集中的に時間を掛け、幾通りかのシュミレーションを行った。 イメージしていた能力カウンセリングの単価を基に、何年目で現状と同じ年収を確保する事が可能かを見極める進め方を講じた。 勿論、メンバー全員の年収の確保も狙った。 経費として発生するもの、原価償却として処理するもの、法人税、等をきちんと押さえた上、その分岐点の見出しを行った。 しかし、「初年度」、「3年以内」案は厳しい状況が分かってきた。 これを実現するには、能力カウンセリングが一気に市場で脚光を浴びないといけない状況だった。 現実性は帯いと判断した。 この案で起業をすれば失敗すると判断するには十分だった。 そして、これを部下に見せれば賛同を得られないことは明白だった。 欺く事もしたくなかった。 この事態の打開に向け、私は次なるアイデアを本格的に検討する事とした。 能力アップ・カウンセリングである。

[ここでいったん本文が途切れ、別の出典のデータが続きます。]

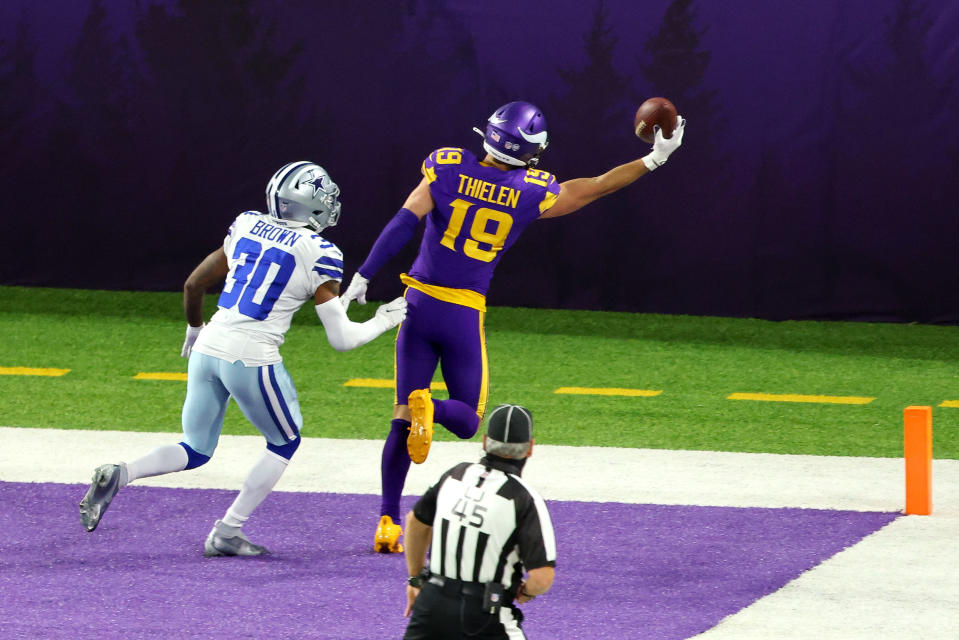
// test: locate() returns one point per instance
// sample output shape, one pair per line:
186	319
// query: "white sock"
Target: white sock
165	459
257	486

これは、能力カウンセリングの結果、優秀と判断し得る方と出会えた場合、ご本人の意向に沿い将来のキャリアアップ(就職や転職)のお手伝いをするというもの。 しかし、起業を検討している会社(Formula Inc(www.formula-pc.com))で”人材xx業登録”といった政府の許認可を取得する気は一切無かった。 理由は、軸足がブレる為。 この種認可は、転職支援エージェントが人材を求める企業と就職者、転職者との間に雇用契約を成立させるサービスで必要となる。 所謂、人材斡旋の類に適用される。 勿論、エージェントに対価を支払うのは人材を求めている企業である。 これは、そもそもやりたい”プロスポーツの代理人”という立場と全く逆行していた。 代理人は、最後まで求職者、転職者側につかないといけない。 この軸足が生命線であり、これが維持できずに成功はないと思っていた。 この基本条件の中、唯一の成立解は、エージェントと業務提携し、優秀人材を複数名記載したリストを提供、以降の就職、転職の面倒を見てもらう事だった。 これは成約数が業績に直結する転職エージェントに大きなメリットになる。 強味を認識した人材は、新天地選定が容易。 つまり、回転率が上昇する。 このビジネスモデルにおいて起業する会社への対価は、業務提携先が優秀人材に成約(キャリアアップ)を齎した場合に間接的(起業先は一切関与しない為)に歩合制で支払われる。 ”間接的”である事は、起業する会社の軸足を保つには重要だった。 私は、ビジネスプランの成立に向け、至急このビジネスモデルの詰めを行う事とした。